Monday, 27 June 2016

ZIMBAS FLOCK TO SA, ZAMBIA FOR MEDICAL TREATMENTS

ZIMBABWEANS are flocking to neighbouring countries for medical treatment and to procure drugs as costs of medical care continue to rise in the country. Locals, especially those in border towns, have resorted to travelling to South Africa and Zambia for hospitalisation, drugs, laboratory tests and blood transfusion, owing to the high costs of medical care locally.

Some locals are reportedly joining foreign medical aid schemes to avoid paying exorbitant contributions to medical aid societies in the country. Patients who require blood transfusion are going to Zambia, where they pay $50 for a pint, compared to local hospitals that charge between $140 and $200.

Patients from most parts of Matabeleland North find it way cheaper to be treated or buy medication in Zambia. “It’s expensive to be treated here in Zimbabwe.

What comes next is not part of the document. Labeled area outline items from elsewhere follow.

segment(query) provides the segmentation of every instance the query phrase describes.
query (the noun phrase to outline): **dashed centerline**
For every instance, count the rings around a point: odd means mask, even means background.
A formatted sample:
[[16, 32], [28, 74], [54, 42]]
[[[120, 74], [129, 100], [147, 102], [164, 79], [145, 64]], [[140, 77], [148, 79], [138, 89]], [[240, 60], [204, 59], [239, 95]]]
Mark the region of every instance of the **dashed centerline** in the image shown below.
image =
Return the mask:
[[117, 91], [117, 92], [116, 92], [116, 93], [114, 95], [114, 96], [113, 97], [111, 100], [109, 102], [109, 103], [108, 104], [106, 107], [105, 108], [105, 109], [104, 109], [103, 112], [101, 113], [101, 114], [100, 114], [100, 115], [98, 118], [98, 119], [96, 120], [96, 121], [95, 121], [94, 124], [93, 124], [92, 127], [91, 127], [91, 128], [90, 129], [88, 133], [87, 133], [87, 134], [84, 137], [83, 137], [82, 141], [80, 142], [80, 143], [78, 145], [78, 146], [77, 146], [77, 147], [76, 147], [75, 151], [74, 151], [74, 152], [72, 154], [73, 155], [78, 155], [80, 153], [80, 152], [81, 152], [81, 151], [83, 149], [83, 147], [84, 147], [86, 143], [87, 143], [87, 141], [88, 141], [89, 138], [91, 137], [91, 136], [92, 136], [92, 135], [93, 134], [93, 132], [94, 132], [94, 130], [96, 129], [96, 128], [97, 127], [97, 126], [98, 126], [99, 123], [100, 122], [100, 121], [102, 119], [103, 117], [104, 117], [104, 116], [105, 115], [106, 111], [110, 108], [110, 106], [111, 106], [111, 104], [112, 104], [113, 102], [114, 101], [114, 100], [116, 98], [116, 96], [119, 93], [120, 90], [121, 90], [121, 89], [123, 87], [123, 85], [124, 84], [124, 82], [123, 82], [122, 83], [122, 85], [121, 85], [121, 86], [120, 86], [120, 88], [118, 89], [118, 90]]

Most of the people here cross the border and go to Livingstone, Zambia for treatment, medication and procedures.

“When I fell pregnant last year, I had to go to Zambia for a scan, which costs $10. Local surgeries charge $100 for the scan,” said Ms Sharon Ncube from Victoria Falls.

Another Victoria Falls resident Mr Thulani Khumalo said: “It’s far much cheaper to be treated in Zambia than in our hospitals and surgeries. One has to pay about $200 for a pint of blood in Zimbabwe. In Zambia a pint of blood costs $50. Injections for rabies cost $20 each yet in Zambia it’s only $5 per injection.”

Mr Khumalo said consultation at private surgeries costs about $10 in Zambia while in Zimbabwe it can go up to $35. Health and Child Care Minister Dr David Parirenyatwa said he could not immediately comment on the issue as he was waiting for a report from health officials.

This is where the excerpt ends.